Landry-Lane explained how one of her biggest takeaways from "installing some of the very largest installations in the world" was relating scaling to big data, and "making it better, and stopping people falling off the edge".

Falling off the edge she defined, basically, as falling back on spreadsheets to attempt big data analysis - still a surprisingly common practice among fledgling or simply lazy big data projects.

3. Use Spark

"I love the fact that Spark is gaining momentum," said Landry-Lane about the Apache open source cluster framework.

Landry-Lane is also a fan of "build, ship and run" automated deployment platform Docker. "I deal a lot in other industries with Docker containers - we have a big issue with reproducibility and a big issue of metadata," she said.

4. Keep a single dataset, and manage it properly

"We've seen users doing a lot of their own administration - they were moving data, copying data, analysing data," explained Landry-Lane.

"But big data is too big to copy, move and have many copies of. You really can get down to one copy - you can get to something called a global namespace, where everything shares a global file system.

"You do not have to have it copied over to Spark or Hadoop and then reload into MongoDB or whatever - you don't need to do this. There is technology - which has been out there since 1998 - so why should you do this? It just hasn't come to all industries yet from out of high performance computing."

Landry-Lane was referring to Spectrum Scale - an "IBM asset, and one of the finest we have", she said, recommending that software-defined storage for high performance workloads can lead to greater scalability with just one dataset.

5. Think also about software-defined storage simply because data is getting massive

A typical genome sequence weighs in at 600GB, and will still be 200GB when compressed, said Landry-Lane. This is an indicator of not just medical data, but how big data is, as ever, getting bigger and bigger.

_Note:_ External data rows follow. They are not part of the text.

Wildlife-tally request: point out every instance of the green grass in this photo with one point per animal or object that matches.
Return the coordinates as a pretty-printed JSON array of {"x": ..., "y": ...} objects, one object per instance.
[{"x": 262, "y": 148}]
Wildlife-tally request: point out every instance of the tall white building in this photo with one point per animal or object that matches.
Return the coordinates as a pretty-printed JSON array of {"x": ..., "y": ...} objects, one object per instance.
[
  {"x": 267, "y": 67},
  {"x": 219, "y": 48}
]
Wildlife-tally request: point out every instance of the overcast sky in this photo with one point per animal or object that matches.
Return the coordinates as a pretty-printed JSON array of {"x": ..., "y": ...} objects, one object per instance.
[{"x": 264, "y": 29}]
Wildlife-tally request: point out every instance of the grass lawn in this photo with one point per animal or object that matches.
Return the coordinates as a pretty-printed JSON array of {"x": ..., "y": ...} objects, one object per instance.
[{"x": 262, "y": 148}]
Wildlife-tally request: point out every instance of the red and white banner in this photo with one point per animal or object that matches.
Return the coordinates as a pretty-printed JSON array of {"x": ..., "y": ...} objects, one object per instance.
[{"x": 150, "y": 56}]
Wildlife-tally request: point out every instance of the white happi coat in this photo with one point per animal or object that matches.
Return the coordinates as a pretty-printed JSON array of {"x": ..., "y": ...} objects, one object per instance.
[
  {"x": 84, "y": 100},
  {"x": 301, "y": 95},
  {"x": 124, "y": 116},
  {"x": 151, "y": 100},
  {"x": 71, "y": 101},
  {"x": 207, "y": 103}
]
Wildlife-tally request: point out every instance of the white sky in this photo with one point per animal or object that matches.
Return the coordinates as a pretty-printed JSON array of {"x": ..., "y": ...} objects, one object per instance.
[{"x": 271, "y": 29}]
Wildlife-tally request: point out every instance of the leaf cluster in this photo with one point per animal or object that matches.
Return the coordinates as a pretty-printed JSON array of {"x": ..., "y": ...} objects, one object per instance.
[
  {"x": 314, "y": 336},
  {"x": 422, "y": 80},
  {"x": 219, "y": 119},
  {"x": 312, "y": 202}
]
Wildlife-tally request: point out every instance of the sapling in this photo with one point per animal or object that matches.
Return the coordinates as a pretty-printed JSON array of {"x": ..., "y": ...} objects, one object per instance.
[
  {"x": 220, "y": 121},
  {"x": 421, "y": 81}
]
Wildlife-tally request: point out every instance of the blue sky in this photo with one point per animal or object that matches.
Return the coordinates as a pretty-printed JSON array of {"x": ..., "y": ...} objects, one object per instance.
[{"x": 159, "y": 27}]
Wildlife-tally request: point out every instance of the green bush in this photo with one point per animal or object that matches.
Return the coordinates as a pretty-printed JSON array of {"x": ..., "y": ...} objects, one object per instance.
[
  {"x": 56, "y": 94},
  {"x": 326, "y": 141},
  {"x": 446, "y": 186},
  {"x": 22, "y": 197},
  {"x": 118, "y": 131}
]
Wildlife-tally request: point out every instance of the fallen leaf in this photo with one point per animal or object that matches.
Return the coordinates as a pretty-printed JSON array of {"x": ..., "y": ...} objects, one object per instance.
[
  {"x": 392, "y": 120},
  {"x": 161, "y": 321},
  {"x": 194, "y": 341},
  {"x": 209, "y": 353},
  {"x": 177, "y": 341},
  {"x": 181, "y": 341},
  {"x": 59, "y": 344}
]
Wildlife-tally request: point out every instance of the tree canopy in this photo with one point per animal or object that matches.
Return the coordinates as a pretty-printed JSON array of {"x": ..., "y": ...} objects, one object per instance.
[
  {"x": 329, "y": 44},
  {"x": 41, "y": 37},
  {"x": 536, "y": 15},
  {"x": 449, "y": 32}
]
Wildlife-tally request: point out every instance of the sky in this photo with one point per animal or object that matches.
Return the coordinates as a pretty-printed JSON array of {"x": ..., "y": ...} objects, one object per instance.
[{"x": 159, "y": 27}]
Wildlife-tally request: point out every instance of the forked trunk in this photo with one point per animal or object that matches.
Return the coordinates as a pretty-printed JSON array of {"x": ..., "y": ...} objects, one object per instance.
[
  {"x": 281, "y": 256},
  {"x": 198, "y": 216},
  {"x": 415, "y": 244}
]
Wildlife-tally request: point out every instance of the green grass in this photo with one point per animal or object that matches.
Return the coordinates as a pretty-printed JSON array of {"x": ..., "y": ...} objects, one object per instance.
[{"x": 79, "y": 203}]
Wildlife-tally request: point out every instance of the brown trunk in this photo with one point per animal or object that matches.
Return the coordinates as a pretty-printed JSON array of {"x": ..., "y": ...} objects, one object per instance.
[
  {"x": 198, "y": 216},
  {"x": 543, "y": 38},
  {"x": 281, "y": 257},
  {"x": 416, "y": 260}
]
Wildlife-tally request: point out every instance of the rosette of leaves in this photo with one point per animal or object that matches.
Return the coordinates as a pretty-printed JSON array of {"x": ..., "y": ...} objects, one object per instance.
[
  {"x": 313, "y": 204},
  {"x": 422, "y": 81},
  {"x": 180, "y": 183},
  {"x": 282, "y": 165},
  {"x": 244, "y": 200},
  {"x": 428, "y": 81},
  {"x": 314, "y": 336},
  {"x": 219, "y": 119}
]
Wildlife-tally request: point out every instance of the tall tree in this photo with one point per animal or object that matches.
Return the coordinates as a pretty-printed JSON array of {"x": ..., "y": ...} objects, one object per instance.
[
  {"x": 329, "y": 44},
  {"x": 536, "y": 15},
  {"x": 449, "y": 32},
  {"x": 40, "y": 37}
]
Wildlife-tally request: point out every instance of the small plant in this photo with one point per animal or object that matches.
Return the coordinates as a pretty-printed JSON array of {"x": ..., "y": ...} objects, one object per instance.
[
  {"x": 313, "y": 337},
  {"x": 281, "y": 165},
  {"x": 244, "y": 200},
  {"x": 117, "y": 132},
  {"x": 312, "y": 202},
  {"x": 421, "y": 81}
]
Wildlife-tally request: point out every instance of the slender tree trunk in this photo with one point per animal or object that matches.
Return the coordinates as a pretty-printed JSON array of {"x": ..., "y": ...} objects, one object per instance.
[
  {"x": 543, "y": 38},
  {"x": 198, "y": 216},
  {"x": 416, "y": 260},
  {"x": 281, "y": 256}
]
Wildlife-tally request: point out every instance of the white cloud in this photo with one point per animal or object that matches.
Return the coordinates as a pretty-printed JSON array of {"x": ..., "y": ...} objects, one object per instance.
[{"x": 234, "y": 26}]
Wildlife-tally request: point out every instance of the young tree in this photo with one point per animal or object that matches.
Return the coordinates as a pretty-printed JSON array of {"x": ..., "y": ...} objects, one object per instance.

"So let's use software to manage the data - you can't afford to keep data on spinning disk, you can't afford to keep it in object store, but you may need to keep it," she explained.

"We need to keep it potentially for the life of the patient, and have it sequenced many times, and analysed many times.

"The typical sequence size is 600GB. We're going to start keeping that kind of data on individuals, and that will change a lot, because your DNA sequences change."